Residents of North Oxford will be no strangers to the presence of the artist Paul Nash in the city during the 1940s, writes Dr Ian Holgate.

A blue plaque at 106 Banbury Road records the fact that the artist lived here from 1940-46. In fact, Nash, who was born in 1889, created his final works in this house up until his death in July 1946.

Paul Nash has become an increasingly important practitioner in studies of British modernism. A writer and intellectual as well as a painter, photographer and printmaker he is perhaps best known today as a painter of landscapes and as a key contributor to British surrealism in the 1930s. Works which he made in Dymchurch in Kent and his preoccupation with Seaside Surrealism in the area around Swanage in Dorset have made his paintings synonymous with these regions.

Despite his years spent in Oxford and his associations with the surrounding area throughout his life, however, relatively little attention has been given to his time spent in the city.

The artist and his wife, Margaret, had come to Oxford in 1939 at the outbreak of World War II. Determined to contribute to the war effort, he set up the Arts Bureau for War Service in the city and was subsequently appointed as an official war artist by the Air Ministry (1940) and the Ministry of Information (1941).

Oxford Mail:

Nash was tasked with creating images relating to the activities of the RAF in and around Oxford – a number of Nash’s drawings, watercolours and photographs demonstrate his connections with air bases at Cowley and perhaps also at Harwell and Bicester.

Working in Oxford probably suited Nash given a network of personal associations that he had with the city and its environs. Margaret (his wife since shortly after their meeting in 1913), or Bunty as he called her, had studied Modern History at St Hilda’s College. The couple’s failing health – Paul suffered from chronic asthma which became increasingly debilitating during the ‘40s – probably also influenced their decision to settle in Oxford. Nash was a regular visitor to the nearby Acland nursing home.

In fact, the larger region seems to have represented something of an artistic homecoming for him since, beyond his war work, Nash’s paintings from his last years focus on the Wittenham Clumps, in what is now south Oxfordshire.

Oxford Mail:

These two large mounds of earth had been the site of bronze age settlements, but for Nash it was most probably their crowns of majestic beech trees that caught his attention, first as a young artist and again during his time in Oxford. Nash could be said to be obsessed with trees, in 1912 declaring in a letter to a friend, “I have tried…to paint trees as tho’ they were human beings…because I sincerely love and worship trees and know that they are people”.
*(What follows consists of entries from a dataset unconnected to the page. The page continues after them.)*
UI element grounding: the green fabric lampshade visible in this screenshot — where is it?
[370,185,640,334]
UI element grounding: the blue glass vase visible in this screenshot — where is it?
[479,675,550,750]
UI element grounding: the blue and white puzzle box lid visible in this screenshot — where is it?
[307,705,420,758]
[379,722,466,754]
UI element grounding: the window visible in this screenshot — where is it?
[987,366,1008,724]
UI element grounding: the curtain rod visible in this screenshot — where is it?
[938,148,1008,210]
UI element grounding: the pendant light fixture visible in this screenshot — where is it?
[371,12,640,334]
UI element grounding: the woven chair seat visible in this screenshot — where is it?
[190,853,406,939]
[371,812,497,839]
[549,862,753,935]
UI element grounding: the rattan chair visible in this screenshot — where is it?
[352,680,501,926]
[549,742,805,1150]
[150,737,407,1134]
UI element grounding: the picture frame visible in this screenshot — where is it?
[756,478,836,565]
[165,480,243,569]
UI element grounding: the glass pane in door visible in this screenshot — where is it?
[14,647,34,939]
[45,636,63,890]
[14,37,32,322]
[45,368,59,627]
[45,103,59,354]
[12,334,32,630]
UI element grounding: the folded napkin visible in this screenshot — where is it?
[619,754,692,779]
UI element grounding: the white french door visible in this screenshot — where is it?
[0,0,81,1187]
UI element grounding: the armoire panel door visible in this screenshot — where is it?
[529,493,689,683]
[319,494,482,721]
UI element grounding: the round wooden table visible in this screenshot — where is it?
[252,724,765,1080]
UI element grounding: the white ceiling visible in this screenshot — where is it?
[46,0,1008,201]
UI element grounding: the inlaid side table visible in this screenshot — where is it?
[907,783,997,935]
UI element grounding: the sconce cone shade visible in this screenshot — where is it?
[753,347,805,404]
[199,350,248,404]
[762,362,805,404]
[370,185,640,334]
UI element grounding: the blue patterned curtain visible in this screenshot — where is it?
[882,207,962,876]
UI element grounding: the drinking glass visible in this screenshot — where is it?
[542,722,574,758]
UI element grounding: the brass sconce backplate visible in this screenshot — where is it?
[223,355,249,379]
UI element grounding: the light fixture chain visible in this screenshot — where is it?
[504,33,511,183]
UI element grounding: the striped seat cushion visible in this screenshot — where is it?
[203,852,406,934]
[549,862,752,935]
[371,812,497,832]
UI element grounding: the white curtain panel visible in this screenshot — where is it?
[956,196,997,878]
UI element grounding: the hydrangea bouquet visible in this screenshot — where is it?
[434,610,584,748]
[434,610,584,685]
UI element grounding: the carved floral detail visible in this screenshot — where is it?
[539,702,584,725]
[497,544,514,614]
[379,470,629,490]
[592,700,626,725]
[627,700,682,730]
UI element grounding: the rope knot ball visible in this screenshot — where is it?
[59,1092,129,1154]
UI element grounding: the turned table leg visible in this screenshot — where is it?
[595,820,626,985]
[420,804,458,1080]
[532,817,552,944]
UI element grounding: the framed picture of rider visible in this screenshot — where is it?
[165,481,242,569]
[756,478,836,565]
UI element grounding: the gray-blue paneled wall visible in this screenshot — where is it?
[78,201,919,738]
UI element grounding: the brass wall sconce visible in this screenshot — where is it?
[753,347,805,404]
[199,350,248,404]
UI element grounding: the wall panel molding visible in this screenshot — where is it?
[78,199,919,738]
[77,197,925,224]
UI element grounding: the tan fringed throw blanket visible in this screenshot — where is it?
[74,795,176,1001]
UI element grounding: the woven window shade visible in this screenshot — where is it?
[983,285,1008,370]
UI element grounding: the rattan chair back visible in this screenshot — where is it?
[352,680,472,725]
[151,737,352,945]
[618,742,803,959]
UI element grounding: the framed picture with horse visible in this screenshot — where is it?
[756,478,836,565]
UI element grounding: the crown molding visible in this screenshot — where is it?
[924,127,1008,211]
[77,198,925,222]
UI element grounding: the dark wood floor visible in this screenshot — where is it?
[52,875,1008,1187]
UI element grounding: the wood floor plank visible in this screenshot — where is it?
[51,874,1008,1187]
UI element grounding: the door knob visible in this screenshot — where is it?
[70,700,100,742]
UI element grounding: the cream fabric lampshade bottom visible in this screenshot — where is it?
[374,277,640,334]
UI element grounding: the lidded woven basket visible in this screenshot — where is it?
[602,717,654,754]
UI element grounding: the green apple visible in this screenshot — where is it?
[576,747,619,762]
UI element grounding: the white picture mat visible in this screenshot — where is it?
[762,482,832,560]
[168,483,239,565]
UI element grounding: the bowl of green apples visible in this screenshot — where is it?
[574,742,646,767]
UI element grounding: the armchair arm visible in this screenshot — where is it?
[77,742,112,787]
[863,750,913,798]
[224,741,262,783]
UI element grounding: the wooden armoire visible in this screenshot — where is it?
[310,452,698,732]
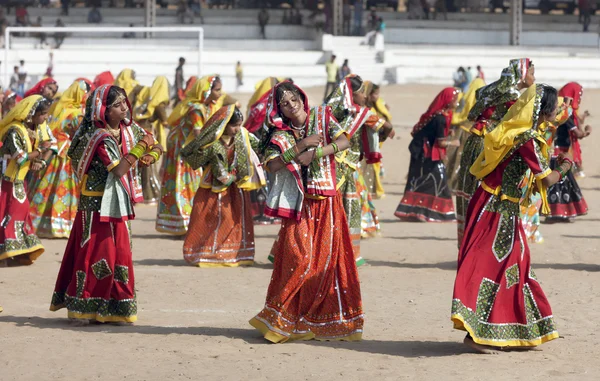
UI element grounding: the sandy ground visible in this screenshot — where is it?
[0,86,600,381]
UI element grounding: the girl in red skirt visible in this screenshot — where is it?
[0,95,51,267]
[181,105,265,267]
[452,85,573,352]
[50,85,162,325]
[250,82,363,343]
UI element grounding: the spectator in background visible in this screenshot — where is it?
[235,61,244,91]
[342,0,352,36]
[338,59,352,81]
[123,24,135,38]
[174,57,185,99]
[54,19,67,49]
[60,0,71,16]
[477,65,485,81]
[45,52,54,78]
[354,0,363,36]
[88,7,102,24]
[15,5,29,26]
[258,8,269,40]
[177,0,194,24]
[9,66,19,93]
[579,0,592,32]
[323,55,339,102]
[31,16,48,49]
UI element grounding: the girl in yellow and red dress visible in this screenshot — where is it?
[50,85,162,325]
[451,85,573,352]
[394,87,459,222]
[181,105,265,267]
[0,95,51,266]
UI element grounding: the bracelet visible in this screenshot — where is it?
[315,147,323,160]
[281,147,296,164]
[123,154,135,167]
[129,144,146,160]
[148,151,160,164]
[331,143,340,155]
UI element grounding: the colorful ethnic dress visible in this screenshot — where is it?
[181,105,265,267]
[325,74,385,266]
[546,115,588,221]
[453,58,530,246]
[250,82,363,343]
[156,76,220,235]
[0,95,44,265]
[50,85,146,323]
[133,76,170,204]
[452,85,558,347]
[394,87,458,222]
[29,81,87,238]
[244,77,283,225]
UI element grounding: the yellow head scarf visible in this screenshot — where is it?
[248,77,285,112]
[452,78,485,125]
[470,85,550,214]
[167,74,218,126]
[50,81,87,120]
[134,76,170,120]
[114,69,139,96]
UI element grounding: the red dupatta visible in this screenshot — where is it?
[24,78,58,98]
[558,82,583,166]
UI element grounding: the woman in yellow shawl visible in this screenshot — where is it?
[452,85,573,353]
[156,75,229,235]
[0,95,50,266]
[446,78,485,191]
[133,76,169,203]
[114,69,139,97]
[181,105,265,267]
[29,81,90,238]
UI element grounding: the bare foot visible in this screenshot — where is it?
[463,337,500,355]
[69,319,90,327]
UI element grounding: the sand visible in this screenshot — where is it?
[0,86,600,381]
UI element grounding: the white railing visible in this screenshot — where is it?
[3,26,204,84]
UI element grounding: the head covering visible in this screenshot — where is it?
[25,78,58,97]
[167,74,219,126]
[470,84,550,214]
[410,87,459,136]
[75,77,95,91]
[134,76,170,120]
[181,105,266,193]
[67,85,143,214]
[469,58,532,122]
[114,69,139,96]
[50,80,87,119]
[452,78,485,124]
[94,71,115,90]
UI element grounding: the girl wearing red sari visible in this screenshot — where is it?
[394,87,459,222]
[181,105,265,267]
[452,85,572,352]
[546,82,592,223]
[250,82,363,343]
[50,85,162,325]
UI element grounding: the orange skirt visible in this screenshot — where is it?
[250,195,363,343]
[183,185,254,267]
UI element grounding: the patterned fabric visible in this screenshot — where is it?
[156,103,216,235]
[50,210,137,322]
[469,58,531,122]
[250,196,364,343]
[183,185,254,267]
[452,132,558,347]
[29,87,86,238]
[0,179,44,265]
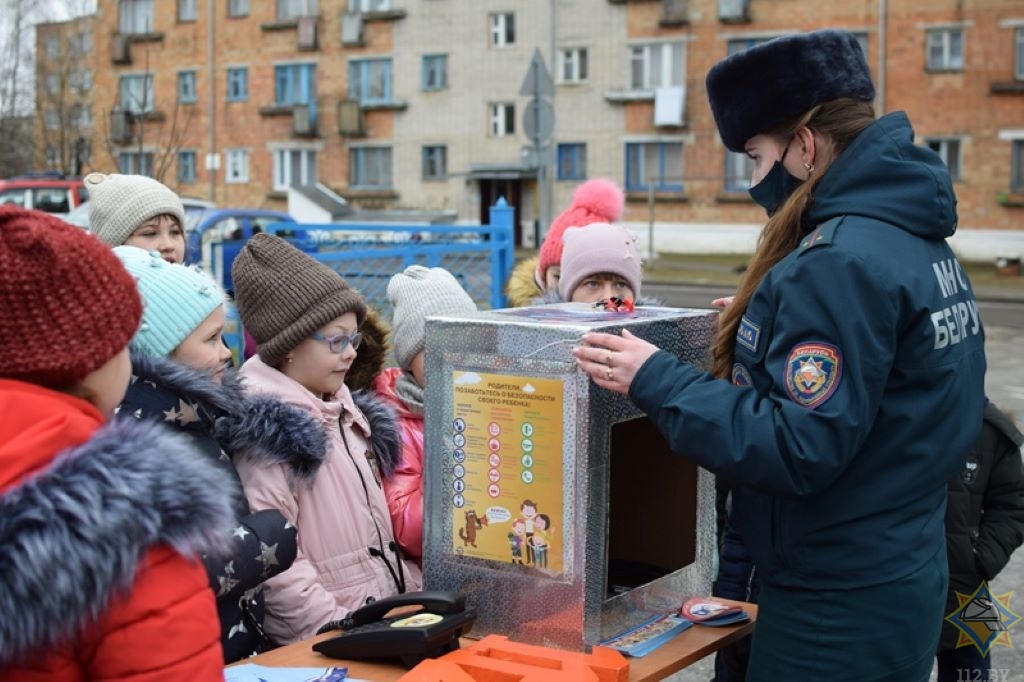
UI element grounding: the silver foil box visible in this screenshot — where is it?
[424,303,717,650]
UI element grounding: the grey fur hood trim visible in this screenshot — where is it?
[352,390,401,478]
[0,418,234,665]
[132,355,328,482]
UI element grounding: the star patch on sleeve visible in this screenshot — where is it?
[783,342,843,410]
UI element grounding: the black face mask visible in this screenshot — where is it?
[750,154,803,218]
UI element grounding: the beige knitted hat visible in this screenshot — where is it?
[387,265,476,370]
[84,173,185,246]
[231,232,367,367]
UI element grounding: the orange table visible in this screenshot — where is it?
[240,599,758,682]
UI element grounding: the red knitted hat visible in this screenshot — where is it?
[537,177,626,287]
[0,206,142,388]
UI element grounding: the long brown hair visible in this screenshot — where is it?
[711,98,874,379]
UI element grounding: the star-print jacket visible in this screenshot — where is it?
[0,379,232,682]
[630,113,986,590]
[120,354,327,663]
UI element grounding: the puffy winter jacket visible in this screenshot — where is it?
[0,380,233,682]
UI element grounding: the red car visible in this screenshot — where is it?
[0,173,89,215]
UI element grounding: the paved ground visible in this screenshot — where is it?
[644,283,1024,682]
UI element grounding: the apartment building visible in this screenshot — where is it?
[66,0,1024,243]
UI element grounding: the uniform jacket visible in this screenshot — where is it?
[940,403,1024,648]
[236,355,422,642]
[374,367,423,560]
[505,256,544,308]
[0,380,232,682]
[630,113,985,589]
[121,355,313,663]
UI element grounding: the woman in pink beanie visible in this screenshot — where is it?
[506,178,626,307]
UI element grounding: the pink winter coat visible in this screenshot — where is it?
[374,368,423,561]
[237,355,423,644]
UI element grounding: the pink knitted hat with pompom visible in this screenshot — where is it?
[535,178,626,289]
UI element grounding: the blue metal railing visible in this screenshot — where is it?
[212,199,515,364]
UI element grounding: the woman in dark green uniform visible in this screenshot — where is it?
[574,31,985,682]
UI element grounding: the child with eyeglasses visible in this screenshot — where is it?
[231,233,422,643]
[374,265,476,561]
[114,246,327,663]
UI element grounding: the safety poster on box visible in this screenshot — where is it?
[447,371,565,574]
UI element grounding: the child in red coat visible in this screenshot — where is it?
[0,207,232,682]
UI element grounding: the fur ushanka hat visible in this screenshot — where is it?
[707,30,874,152]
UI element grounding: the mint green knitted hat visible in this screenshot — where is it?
[114,246,224,357]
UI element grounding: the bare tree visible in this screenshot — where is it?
[36,16,93,175]
[0,0,37,176]
[101,36,195,187]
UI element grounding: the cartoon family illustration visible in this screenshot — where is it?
[508,500,552,568]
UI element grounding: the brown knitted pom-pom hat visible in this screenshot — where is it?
[231,232,367,367]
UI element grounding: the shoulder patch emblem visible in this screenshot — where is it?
[783,343,843,410]
[736,315,761,353]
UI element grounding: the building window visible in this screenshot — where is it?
[725,151,754,191]
[1014,29,1024,81]
[925,29,964,71]
[422,54,447,92]
[43,106,60,130]
[423,144,447,180]
[558,142,587,180]
[118,152,153,175]
[118,74,154,114]
[273,63,316,106]
[278,0,316,22]
[178,71,197,104]
[490,103,515,137]
[348,0,391,13]
[71,103,92,130]
[1010,139,1024,194]
[630,43,686,90]
[558,47,587,83]
[924,137,964,180]
[178,0,196,22]
[626,142,683,191]
[348,146,391,189]
[490,12,515,47]
[348,59,391,104]
[227,67,249,101]
[224,150,249,184]
[178,152,196,184]
[118,0,154,34]
[273,148,316,191]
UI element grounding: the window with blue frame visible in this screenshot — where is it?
[348,146,391,189]
[118,74,154,114]
[422,54,447,92]
[348,59,391,104]
[178,71,198,104]
[178,151,196,183]
[626,141,683,191]
[558,142,587,180]
[273,63,316,106]
[118,152,153,175]
[423,144,447,180]
[227,67,249,101]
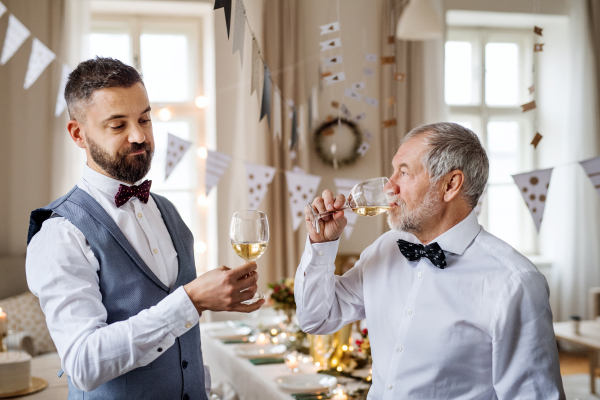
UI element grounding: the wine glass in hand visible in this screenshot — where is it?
[229,210,269,304]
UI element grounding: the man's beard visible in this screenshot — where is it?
[388,184,440,234]
[86,136,154,185]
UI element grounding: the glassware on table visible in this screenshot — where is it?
[306,177,393,233]
[229,210,269,304]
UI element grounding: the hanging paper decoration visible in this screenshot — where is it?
[213,0,231,39]
[23,38,56,89]
[0,14,31,65]
[54,64,71,117]
[231,0,246,66]
[285,171,321,231]
[250,37,260,95]
[319,21,340,35]
[260,64,271,125]
[323,56,344,67]
[165,133,192,180]
[319,38,342,51]
[333,178,360,239]
[325,72,346,85]
[579,157,600,195]
[273,86,282,140]
[244,161,277,210]
[206,150,231,195]
[513,168,552,232]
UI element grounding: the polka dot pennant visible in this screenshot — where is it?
[285,170,321,231]
[513,168,552,232]
[244,162,277,210]
[333,178,360,239]
[165,133,192,180]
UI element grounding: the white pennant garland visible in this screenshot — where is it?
[206,150,231,196]
[54,64,71,117]
[285,171,321,231]
[579,157,600,194]
[244,161,277,210]
[165,133,192,180]
[513,168,552,232]
[333,178,360,239]
[0,14,31,65]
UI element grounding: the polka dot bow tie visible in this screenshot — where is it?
[115,179,152,207]
[396,239,446,269]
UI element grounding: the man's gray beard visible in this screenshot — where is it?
[388,184,439,234]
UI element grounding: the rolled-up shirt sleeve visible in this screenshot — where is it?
[26,218,199,391]
[294,237,365,334]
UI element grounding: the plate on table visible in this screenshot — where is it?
[234,344,286,358]
[275,374,337,392]
[208,326,252,339]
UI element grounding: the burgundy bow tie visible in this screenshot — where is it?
[115,179,152,207]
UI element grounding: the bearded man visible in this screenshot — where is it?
[295,123,565,400]
[26,58,264,400]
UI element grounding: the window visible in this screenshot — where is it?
[89,14,208,272]
[445,28,538,254]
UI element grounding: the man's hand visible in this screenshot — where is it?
[183,262,265,314]
[304,189,347,243]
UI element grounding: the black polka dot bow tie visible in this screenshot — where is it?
[115,179,152,207]
[396,239,446,269]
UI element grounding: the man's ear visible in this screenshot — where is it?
[444,169,465,202]
[67,119,87,149]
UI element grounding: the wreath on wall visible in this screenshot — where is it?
[313,118,363,167]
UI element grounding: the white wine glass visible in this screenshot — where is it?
[229,210,269,304]
[306,177,393,233]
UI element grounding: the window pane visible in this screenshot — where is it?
[90,33,131,65]
[445,42,473,104]
[148,121,196,191]
[487,121,520,183]
[485,43,519,106]
[140,34,189,102]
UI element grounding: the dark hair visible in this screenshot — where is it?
[65,57,144,120]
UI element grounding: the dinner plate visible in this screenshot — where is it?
[275,374,337,392]
[208,326,252,339]
[233,344,286,358]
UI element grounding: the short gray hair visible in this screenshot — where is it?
[400,122,489,209]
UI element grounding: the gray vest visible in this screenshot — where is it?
[27,187,207,400]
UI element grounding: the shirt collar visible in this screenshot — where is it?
[431,210,481,255]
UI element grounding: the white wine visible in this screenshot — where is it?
[231,242,268,261]
[352,206,390,217]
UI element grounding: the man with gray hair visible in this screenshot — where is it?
[295,123,565,400]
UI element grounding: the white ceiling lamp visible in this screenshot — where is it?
[396,0,444,40]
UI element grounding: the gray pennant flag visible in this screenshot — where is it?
[213,0,231,39]
[231,0,246,66]
[260,64,271,126]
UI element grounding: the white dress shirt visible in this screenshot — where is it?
[26,165,210,391]
[295,212,565,400]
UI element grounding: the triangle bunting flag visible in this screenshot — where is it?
[23,38,56,89]
[244,162,277,210]
[513,168,552,232]
[206,150,231,196]
[285,171,321,231]
[165,133,192,180]
[0,14,31,65]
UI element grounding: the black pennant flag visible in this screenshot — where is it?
[260,64,271,126]
[213,0,231,39]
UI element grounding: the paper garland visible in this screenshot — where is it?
[513,168,552,232]
[285,171,321,231]
[0,14,31,65]
[165,133,192,180]
[333,178,360,239]
[23,38,56,90]
[244,161,277,210]
[206,150,231,196]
Read more: Was Koons' silver rabbit really worth £71m?Read more: Naked Ape writer Desmond Morris selling off his surreal art

From 1942 Nash would visit his friend Hilda Harrisson at Boars Hill, to study the distant landscape of the Clumps through binoculars, before subsequently working up his drawings and watercolours as large oil paintings in his studio downstairs at Banbury Road.

As a young man, Nash found the Clumps to be precisely the kind of bewitching subject which he depended on for inspiration throughout his career. One of his earliest drawings The Wood on the Hill of 1912 puts Castle Hill centre stage.

Oxford Mail:

Nash first encountered the Clumps as a boy, during stays at the farm of his father’s relatives at Sinodun House near Wallingford, as he recounts in his autobiography Outline, much of which was written during his time in Oxford. Nash’s engagement with landscape, the genius loci or ‘spirit of place’ is today typically discussed in terms of his fascination with the emotional and psychological charge which he took from certain parts of the land and their place within a larger British history. But we shouldn’t overlook the personal and familial connections that are undoubtedly wrapped up with this subject matter for the painter.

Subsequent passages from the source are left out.